On July 25, the Iranian Directorate for Scientific and Technological Affairs of the Presidential Office announced that Iran will launch its own cryptocurrency, the Iranian Govcoin. The coin will back and tokenize Iran’s fiat currency, the Rial, to aid domestic and international transactions. The Directorate’s deputy Alireza Daliri told Iran’s Press TV that many Iranian tech companies were working closely with the Central Bank of Iran (CBI) to develop this domestic digital currency.
The CBI has been historically apprehensive towards cryptocurrency. Back in February, the bank cut the idea to use Bitcoin as a solution for Iran being disconnected from all international payment networks, and cracked down hard on any financial institution offering cryptocurrency services.
Despite the general air of skepticism towards blockchain, Daliri said: “This currency would facilitate the transfer of money anywhere in the world. Besides, it can help us at the time of sanctions.” Since the U.S. pulled out of the Iran deal and restored the crude oil sanctions starting in November, the CBI’s hesitancy to enter the crypto-world was transformed into a sense of urgency. The release of the Venezuelan Petro (the national cryptocurrency set to launch in early August facilitated by Venezuelan president Maduro linked to the country’s oil reserves), and the pressure from U.S. President Trump on the Iranian regime, set the plan in motion to use cryptocurrency to bypass U.S. led economic sanctions.
However, there is much caution surrounding the release of this coin. Back in May, it was speculated that Iranian and Russian legislatures were working together on the cryptocurrency/sanctions issues. Iranian Parliamentary Commission for Economic Affairs chairman Mohammad-Reza Pourebrahimi posed these concerns in Moscow during a meeting with the Chair of Federation Council Committee on Economic Policy, Dmitry Mezentsev. Pourebrahimi said that Russia “shared our opinion. We said that if we manage to move this work forward, then we will be the first countries that use digital currencies in exchange of goods.” It was also rumored that during Venezuela’s development of the Petro, Russia also aided the country and might have even given them the idea.
This new cryptocurrency, as with the Venezuelan petro, poses two large issues to the cryptocurrency community. The first issue is the lack of decentralization. A federally backed coin from Iran or Venezuela, or perhaps even North Korea will most likely be controlled, centralized, or at the very least influenced by the state and ruling authority.

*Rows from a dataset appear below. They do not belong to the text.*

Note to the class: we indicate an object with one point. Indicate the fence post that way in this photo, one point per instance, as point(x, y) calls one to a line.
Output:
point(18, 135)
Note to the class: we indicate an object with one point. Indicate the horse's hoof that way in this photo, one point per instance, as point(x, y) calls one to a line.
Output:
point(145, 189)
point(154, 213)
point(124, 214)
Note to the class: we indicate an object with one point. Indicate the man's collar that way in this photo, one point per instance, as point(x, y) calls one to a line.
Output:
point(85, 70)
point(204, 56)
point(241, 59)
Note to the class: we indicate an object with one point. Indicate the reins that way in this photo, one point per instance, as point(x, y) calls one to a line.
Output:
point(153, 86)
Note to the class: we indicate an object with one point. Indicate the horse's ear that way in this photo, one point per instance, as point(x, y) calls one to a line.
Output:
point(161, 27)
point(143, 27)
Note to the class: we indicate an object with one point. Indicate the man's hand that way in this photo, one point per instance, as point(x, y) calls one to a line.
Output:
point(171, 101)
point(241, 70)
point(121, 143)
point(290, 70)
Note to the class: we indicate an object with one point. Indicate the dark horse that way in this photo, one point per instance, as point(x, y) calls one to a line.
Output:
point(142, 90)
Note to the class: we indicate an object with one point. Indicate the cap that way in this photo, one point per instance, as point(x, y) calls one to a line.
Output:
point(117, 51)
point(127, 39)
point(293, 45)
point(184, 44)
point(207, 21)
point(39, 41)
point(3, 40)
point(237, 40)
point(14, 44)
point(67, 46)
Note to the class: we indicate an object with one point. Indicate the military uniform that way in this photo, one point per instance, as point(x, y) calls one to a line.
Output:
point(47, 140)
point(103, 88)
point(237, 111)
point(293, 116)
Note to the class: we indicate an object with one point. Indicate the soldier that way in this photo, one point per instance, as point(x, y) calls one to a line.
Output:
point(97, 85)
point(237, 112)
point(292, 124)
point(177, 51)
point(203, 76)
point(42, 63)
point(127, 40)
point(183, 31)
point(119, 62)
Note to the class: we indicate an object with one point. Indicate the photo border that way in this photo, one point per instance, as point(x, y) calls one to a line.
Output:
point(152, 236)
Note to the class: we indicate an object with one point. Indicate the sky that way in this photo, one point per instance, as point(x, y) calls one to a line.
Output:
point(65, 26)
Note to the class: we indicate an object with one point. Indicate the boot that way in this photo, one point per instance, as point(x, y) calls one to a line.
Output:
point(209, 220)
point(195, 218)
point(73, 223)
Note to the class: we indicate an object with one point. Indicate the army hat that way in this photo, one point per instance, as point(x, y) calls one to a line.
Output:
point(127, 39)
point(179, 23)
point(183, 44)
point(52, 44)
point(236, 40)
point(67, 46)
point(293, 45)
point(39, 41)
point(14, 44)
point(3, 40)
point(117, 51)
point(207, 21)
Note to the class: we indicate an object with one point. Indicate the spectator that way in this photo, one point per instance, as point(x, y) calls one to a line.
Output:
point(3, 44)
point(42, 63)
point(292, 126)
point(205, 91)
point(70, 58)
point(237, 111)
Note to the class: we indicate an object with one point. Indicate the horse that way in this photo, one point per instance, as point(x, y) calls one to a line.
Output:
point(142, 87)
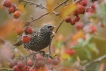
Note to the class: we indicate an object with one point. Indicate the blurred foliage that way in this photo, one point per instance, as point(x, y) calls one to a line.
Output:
point(89, 48)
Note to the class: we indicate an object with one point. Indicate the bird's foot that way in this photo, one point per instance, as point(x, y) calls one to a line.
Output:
point(45, 55)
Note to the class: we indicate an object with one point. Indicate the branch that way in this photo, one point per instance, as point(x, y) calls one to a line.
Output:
point(59, 26)
point(61, 4)
point(40, 5)
point(94, 61)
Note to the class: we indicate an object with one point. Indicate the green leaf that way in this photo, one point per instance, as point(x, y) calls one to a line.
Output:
point(87, 53)
point(88, 38)
point(93, 47)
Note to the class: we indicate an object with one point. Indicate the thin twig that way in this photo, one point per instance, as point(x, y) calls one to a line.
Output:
point(53, 35)
point(61, 4)
point(6, 69)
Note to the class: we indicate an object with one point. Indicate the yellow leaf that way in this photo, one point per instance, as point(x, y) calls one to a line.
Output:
point(50, 5)
point(78, 35)
point(13, 0)
point(67, 10)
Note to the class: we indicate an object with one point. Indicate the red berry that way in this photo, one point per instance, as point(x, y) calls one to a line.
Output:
point(79, 25)
point(16, 68)
point(31, 69)
point(76, 19)
point(12, 56)
point(102, 25)
point(25, 68)
point(75, 13)
point(25, 38)
point(39, 57)
point(7, 3)
point(11, 9)
point(70, 52)
point(30, 63)
point(40, 64)
point(20, 64)
point(16, 14)
point(93, 29)
point(90, 10)
point(10, 65)
point(14, 62)
point(67, 19)
point(28, 30)
point(80, 9)
point(55, 61)
point(72, 22)
point(19, 30)
point(93, 6)
point(83, 2)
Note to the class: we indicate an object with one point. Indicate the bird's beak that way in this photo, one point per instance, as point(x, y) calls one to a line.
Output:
point(52, 28)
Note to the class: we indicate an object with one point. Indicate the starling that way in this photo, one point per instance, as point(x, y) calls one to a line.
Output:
point(40, 38)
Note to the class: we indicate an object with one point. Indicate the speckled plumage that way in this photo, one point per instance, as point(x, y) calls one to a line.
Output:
point(40, 38)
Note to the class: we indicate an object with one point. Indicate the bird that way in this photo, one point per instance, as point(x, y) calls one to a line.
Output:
point(40, 38)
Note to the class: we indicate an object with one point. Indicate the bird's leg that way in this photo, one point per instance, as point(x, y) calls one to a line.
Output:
point(49, 49)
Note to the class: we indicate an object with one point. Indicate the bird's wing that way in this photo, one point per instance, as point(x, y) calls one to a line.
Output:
point(36, 32)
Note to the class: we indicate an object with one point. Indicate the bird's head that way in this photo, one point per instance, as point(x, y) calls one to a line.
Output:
point(48, 27)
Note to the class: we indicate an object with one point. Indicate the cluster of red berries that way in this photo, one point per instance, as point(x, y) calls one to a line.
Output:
point(81, 6)
point(11, 9)
point(26, 65)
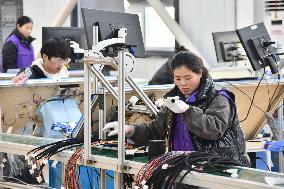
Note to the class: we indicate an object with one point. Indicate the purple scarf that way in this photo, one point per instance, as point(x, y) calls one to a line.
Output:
point(181, 136)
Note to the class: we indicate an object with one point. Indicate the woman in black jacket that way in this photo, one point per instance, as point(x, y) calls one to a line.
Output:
point(18, 51)
point(202, 118)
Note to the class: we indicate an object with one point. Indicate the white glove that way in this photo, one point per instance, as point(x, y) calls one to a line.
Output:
point(175, 105)
point(113, 128)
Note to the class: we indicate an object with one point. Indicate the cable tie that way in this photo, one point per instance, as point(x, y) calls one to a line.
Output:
point(4, 160)
point(143, 182)
point(235, 175)
point(54, 164)
point(165, 166)
point(39, 179)
point(45, 161)
point(31, 171)
point(232, 171)
point(34, 166)
point(30, 162)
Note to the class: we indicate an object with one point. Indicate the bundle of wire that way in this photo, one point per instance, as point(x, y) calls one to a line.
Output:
point(165, 171)
point(39, 156)
point(48, 150)
point(71, 178)
point(72, 175)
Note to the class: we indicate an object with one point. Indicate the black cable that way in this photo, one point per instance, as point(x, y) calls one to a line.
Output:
point(90, 182)
point(252, 99)
point(263, 162)
point(245, 95)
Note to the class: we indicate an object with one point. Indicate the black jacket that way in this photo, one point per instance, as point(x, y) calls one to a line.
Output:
point(9, 51)
point(212, 122)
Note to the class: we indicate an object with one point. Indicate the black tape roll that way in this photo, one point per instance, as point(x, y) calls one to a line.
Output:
point(156, 148)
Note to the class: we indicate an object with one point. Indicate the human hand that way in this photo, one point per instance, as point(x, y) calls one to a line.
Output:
point(175, 105)
point(113, 128)
point(22, 77)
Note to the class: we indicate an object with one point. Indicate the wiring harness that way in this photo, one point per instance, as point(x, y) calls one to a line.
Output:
point(166, 171)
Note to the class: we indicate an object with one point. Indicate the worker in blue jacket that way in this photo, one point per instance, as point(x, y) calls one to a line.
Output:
point(18, 51)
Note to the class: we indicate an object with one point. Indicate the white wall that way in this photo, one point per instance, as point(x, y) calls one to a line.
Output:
point(43, 13)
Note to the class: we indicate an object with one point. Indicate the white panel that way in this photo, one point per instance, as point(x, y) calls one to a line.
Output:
point(200, 18)
point(43, 13)
point(245, 13)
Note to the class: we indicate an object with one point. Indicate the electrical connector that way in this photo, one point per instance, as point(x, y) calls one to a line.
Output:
point(165, 166)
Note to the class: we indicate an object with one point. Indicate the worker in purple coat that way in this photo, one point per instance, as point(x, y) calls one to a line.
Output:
point(18, 51)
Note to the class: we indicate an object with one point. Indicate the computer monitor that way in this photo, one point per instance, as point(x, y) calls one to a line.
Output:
point(258, 46)
point(67, 33)
point(227, 46)
point(108, 23)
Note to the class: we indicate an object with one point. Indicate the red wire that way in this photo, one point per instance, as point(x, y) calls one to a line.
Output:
point(275, 11)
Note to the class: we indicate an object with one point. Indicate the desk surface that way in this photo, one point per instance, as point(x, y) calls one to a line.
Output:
point(248, 178)
point(251, 126)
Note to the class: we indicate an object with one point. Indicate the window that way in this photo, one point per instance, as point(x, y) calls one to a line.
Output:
point(158, 37)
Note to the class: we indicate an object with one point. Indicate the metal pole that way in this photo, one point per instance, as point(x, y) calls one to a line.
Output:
point(141, 93)
point(105, 82)
point(121, 113)
point(87, 113)
point(281, 127)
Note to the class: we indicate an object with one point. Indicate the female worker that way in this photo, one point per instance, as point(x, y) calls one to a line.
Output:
point(17, 51)
point(202, 119)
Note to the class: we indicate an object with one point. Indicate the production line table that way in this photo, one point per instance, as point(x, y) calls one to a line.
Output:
point(248, 178)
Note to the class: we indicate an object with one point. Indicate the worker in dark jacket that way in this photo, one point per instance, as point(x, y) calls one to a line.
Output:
point(18, 51)
point(201, 118)
point(55, 54)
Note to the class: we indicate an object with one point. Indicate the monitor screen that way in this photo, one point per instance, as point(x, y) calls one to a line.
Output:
point(67, 33)
point(227, 46)
point(258, 46)
point(108, 23)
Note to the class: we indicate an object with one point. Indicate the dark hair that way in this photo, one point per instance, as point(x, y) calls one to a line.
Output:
point(190, 61)
point(55, 47)
point(23, 20)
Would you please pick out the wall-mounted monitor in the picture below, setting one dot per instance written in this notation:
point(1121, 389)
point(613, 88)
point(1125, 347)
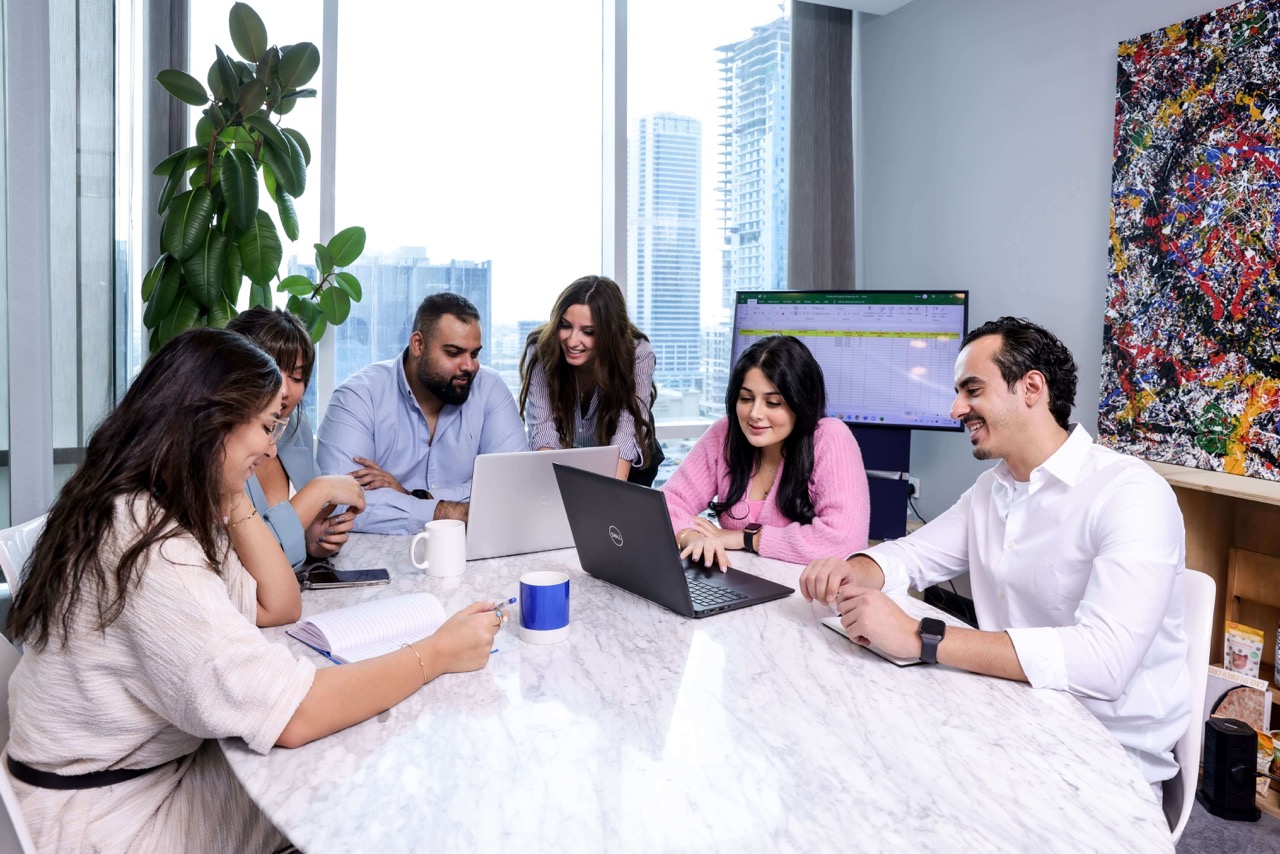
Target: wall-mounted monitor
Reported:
point(887, 356)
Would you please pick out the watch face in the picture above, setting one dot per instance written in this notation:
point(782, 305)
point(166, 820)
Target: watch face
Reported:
point(932, 628)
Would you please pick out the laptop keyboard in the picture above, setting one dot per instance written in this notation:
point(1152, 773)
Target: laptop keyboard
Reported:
point(709, 596)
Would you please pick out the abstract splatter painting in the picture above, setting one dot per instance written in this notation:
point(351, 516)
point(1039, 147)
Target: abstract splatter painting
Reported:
point(1191, 365)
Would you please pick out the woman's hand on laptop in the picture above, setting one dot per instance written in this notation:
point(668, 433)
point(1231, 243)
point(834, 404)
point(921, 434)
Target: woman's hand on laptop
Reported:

This completely undermines the entire theory behind decentralized digital currency, and opens the door to other regulations, limits, laws, etc, to be placed on already established cryptocurrencies. The second is bad public relations for the crypto-world. The crypto community has been fighting the images of the Silk Road and hackers and trying to showcase why cryptocurrencies could benefit society. However, it becomes increasingly more and more difficult to do that when entire countries are attempting (successfully) to bypass sanctions placed on them, and boost international investment and funding through unregulated ICOs. How can trust be built between the crypto community and the non-crypto world when the cryptocurrency is released with the explicit intent of skirting established laws? There seems to be big changes happening in the international crypto space. One might have to decide between what is best for the individual user and what is best for the community and movement as a whole.